謝沂將一瓣橘子遞到他唇邊,目光沉靜地凝視著他:“那就不說。”
明照輕輕用嘴唇夾住橘子,略顯詫異地望向謝沂。
謝沂隻是摸了摸他濡濕的頭發,起身取了條毛巾過來。
這次,他坐的離明照更近了一些,兩人之間,大概隻有一拳的距離。
謝沂似乎完全沒有追問的意思,他目光微微上抬,將毛巾罩在明照滴水的頭發上,然後輕輕揉著濕發。
他的力道很輕柔,仿佛明照的每根頭發都值得珍惜。
不過謝太子爺顯然是沒為彆人做過這種事情的,他的揉弄很容易讓頭發糾纏在一起。
但明照呼吸綿長,一動未動,隻是安靜坐著,讓謝沂給他擦頭發。
他們的距離如此近,他能嗅到謝沂手指上橘子的清香,他第一次覺得某種水果的味道如此沁人心脾,讓人心境安寧。
室內燈光是暖黃色的,照下來,顯得謝沂琥珀色的眼仁更加淺淡澄澈。
呆在謝沂身邊,他前所未有的踏實,仿佛此刻外界的喧囂,猜測,煽動,炒作都無所謂了,因為他相信,謝沂可以把一切都處理妥當。
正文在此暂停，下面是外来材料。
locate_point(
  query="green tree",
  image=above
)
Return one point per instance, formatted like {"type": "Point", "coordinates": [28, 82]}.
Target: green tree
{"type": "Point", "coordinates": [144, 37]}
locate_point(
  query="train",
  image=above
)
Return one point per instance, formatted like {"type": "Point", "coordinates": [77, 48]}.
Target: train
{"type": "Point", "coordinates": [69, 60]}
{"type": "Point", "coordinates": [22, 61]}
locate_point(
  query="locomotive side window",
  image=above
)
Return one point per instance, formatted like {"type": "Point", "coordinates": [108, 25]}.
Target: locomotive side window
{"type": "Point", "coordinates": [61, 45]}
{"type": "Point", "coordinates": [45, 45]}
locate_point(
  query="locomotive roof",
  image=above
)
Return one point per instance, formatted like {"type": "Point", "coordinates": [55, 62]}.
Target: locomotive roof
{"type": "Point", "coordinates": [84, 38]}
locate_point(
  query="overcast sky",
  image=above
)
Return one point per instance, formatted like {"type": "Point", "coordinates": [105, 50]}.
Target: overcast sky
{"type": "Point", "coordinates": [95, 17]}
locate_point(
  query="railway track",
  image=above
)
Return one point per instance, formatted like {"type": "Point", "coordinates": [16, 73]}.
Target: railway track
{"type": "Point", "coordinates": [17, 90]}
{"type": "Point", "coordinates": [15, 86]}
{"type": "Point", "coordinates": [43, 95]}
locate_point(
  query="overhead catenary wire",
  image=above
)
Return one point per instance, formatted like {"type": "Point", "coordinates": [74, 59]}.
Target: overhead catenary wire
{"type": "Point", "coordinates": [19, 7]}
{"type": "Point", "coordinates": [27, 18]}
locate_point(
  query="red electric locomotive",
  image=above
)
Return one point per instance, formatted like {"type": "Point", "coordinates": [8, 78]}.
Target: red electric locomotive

謝沂的手指很長,骨節也十分漂亮,毛巾小心翼翼地擦過他的鬢角,拇指也不經意地擦過他的側臉。
明照眼睛眨了一下,一張潤紅的小臉從柔軟的毛巾下露出來,問:“怎麼深夜就過來了?”
謝沂停下手中的動作,將毛巾取下,放在一邊:“我控製不住。”
明照微怔。
他以為得到的回答會是擔心他出事,需要商討公關,想要詳細解釋之類的。
總歸該是和他有關的原因。
沒想到,謝沂的回答,是將這魯莽的現身,歸結成了他自己的問題。
謝沂輕喃:“我們不談公事。”
他頓了頓,手指輕撫上明照的臉頰,眼底隱隱發紅,“回國之前,我跟他們說,要給你任性的權利,明照,我沒做到。”
童年創傷,心理疾病,當眾羞辱,公開病曆,如非迫不得已,沒人想要經曆。
可明照最終還是獨自一人在台上,承受了所有磋磨。
他忍不住反複叩問自己,讓明照參加選秀是不是錯了。
他本可以讓明照進組拍戲,或許一開始不起眼,但總歸,積少成多,生活會平靜很多。
是他急於讓明照逆風翻盤,卻忽略了如寧衾那種人膨脹的野心。
明照凝著眉,眼前氤氳起水光。
他沒說什麼,隻是輕輕歪頭,就這樣,側枕在了謝沂肩頭。
他的位置,兩人的身高,讓這個姿勢變得恰到好處。
他就這麼枕著,將身子的重量交給謝沂,也將自己的情緒交給謝沂。
謝沂輕歎一聲,用手臂環住了他的背,如安撫嬰兒一般,輕輕拍著。
明照嘴唇微動一下,眼淚順著眼角滑落下去,緩慢地,沒入謝沂價格不菲的襯衫裡。
依舊是熟悉的雨林衫香,但又混合了夜風,海鹹,體溫。
自己最沒出息的樣子被謝沂看到了,他卻絲毫不覺得羞恥,反而這晚滲進身體深處的陰影,在慢慢消退了。
他不脆弱,不需要誰來給他權利,這條他選擇的路,他可以自己負責。
但他的確需要一個懷抱,謝沂的懷抱。
眼淚源源不斷,沾濕了他的睫毛,在鼻梁滑出一道亮晶晶的淚線。
過了很長時間,明照終於哭出聲,呼吸也愈加劇烈起來,他伸出雙臂,緊緊抱住謝沂的腰,如溺水之人抱住唯一的援木。
“謝沂,我覺得委屈。”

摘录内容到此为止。